Wpis z mikrobloga

#przegryw
Moim zdaniem normiki mają dużo gorsze życie niż przegrywy.
Ja sobie siedzę w domu jako przegryw i nic nie musze, mam hobby które mogę smakować dowoli.
A tymczasem taki normik, musi zaiwaniać do pracy i wydawać większość swojej
wypłaty na dzieci, i na żonę. Zostają mu przy tym ochłapy. Niema czasu na żadne hobby, musi robić przy dzieciach.
Dodatkowo jak coś nie wyjdzie, to zawsze może zostać posądzony o alimenta,
nie tylko na dzieci, ale także na żonę, przykładowo taki Marcinkiewicz przez co musi żyć w stresie.

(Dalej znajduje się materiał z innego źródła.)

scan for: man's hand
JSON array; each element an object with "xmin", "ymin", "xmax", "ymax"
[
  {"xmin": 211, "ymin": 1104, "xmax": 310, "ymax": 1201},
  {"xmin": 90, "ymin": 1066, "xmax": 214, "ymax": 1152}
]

Co to za życie nie móc się rozwijać w swoim hobby, tylko pracować na rodzinę?
Normiki nieświadomie pchają się w problemy i nazywają to sukcesem życiowym.
A gdy cię obraża o to ze jesteś nikim, to tak naprawdę ci zazdrości, bo ty nie musisz nic a on wpakował się w bagno.
Dodatkowo w większości przypadku jest tego nieświadomy, bo tak go wychowali ze musi skończyć jako mąż z dziecmi.